I felt like I was banging my head against the wall. A really hard concrete wall. I kept trying and trying, but nothing. Absolutely nothing.

Sure, I'd lose a pound or two here or there. But I'd inevitably gain to offset any small momentum I might have gained.

It wasn't until just a couple of months ago that I learned that I was sabotaging myself. My biggest enemy was me!

Wait a minute. Me? Sabotage? What the heck!?!? I want to lose this weight so bad. I want to be a skinnier me so bad. Why on earth would I ever sabotage myself??

Looking back, I think I freaked myself out. Just before Thanksgiving, when I was just a few pounds away from the 100, I think I convinced myself that I couldn't do it because I wasn't worthy. It's like, I wasn't good enough to be thin. I didn't deserve it. After all, I still craved all the bad food. I still wanted to eat everything in sight. And who's to say that as soon as I reached my 130 pound goal that I wouldn't gain every pound of it back. I convinced myself I wasn't good enough to be thin and healthy.
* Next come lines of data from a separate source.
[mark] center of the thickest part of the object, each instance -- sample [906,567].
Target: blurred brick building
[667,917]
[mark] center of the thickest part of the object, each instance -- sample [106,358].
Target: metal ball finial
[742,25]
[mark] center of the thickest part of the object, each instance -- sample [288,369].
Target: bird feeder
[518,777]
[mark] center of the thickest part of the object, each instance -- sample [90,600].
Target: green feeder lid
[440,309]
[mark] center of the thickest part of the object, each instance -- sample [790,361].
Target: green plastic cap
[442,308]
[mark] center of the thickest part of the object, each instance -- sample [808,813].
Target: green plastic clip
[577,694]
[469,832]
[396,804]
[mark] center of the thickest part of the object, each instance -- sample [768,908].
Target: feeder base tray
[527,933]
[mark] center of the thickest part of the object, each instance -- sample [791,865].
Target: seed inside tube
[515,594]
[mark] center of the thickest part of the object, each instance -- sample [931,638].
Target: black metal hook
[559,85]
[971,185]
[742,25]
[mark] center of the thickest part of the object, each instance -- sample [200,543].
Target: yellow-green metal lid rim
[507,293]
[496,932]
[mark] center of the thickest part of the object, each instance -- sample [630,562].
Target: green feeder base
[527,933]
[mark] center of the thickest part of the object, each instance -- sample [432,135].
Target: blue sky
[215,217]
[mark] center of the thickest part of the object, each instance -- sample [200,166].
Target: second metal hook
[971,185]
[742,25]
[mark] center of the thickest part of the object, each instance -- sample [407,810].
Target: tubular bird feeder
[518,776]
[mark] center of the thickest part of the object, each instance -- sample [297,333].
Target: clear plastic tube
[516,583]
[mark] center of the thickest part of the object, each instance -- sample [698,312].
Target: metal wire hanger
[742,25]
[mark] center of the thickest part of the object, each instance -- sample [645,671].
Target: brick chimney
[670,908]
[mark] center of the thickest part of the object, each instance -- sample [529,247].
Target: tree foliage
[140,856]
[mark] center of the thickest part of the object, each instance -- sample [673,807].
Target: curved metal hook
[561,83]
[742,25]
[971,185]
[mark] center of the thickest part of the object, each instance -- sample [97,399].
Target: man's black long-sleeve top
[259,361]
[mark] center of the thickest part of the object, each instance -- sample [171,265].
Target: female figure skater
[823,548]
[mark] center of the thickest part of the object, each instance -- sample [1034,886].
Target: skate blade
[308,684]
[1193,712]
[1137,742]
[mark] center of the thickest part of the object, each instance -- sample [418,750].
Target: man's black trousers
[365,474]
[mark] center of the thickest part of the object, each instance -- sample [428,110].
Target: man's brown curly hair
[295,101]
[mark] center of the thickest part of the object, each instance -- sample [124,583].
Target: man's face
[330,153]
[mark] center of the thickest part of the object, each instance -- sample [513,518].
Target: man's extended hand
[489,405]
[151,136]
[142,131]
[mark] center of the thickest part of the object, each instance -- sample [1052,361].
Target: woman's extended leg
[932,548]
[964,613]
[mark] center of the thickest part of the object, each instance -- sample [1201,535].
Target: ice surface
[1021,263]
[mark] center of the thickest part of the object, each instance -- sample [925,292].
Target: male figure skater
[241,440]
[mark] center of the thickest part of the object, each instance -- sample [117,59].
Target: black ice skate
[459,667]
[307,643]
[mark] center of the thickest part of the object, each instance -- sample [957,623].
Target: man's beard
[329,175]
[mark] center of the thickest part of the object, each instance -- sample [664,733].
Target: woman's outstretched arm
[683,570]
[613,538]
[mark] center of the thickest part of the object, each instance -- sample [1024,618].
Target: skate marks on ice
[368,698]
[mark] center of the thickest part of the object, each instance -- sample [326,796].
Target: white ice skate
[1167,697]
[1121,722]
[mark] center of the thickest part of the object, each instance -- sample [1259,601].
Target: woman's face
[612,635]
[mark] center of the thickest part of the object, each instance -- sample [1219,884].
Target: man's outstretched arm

Listen to this. Terri, a friend from high school, just left me a message on my Facebook. She really hit the nail right on the head. She said: "sometimes we can be so hard on ourselves and we're afraid of success and being successful." That's exactly what it was.

But I didn't know that until just recently. I even had a few people tell me they thought I was sabotaging myself way back then. I quickly brushed them off. No way would I EVER intentionally sabotage myself.

But you know? I am worth it. I totally am.

You are too.

We're both worth it. We both deserve to be a thinner, happier version of ourselves. And there's nothing wrong with that. It's not prideful. It's not self-centered. It's being happy with the body God gave us. We're the ones who added all those fat layers onto our bodies. So to shed those layers is really just unveiling the me, and the you, who we really are on the inside. And there's nothing wrong with that.

I had convinced myself that I was happy being fat. My husband loved me the size I was. My family loved me for who I was no matter what I looked like. But really, it matters what I think about myself. I felt "full" in my old fat suit. I remember sitting on the edge of the bed crying because I couldn't fit into my newly bought size 26/28 clothes.

Now, I'm in a size 12!! I haven't been in a size 12 since before my daughter was born. And she just turned 20. I'm so happy. I'm so proud of myself. I've done it. Me. I've lost 100 pounds.

And I'm worthy of this great accomplishment!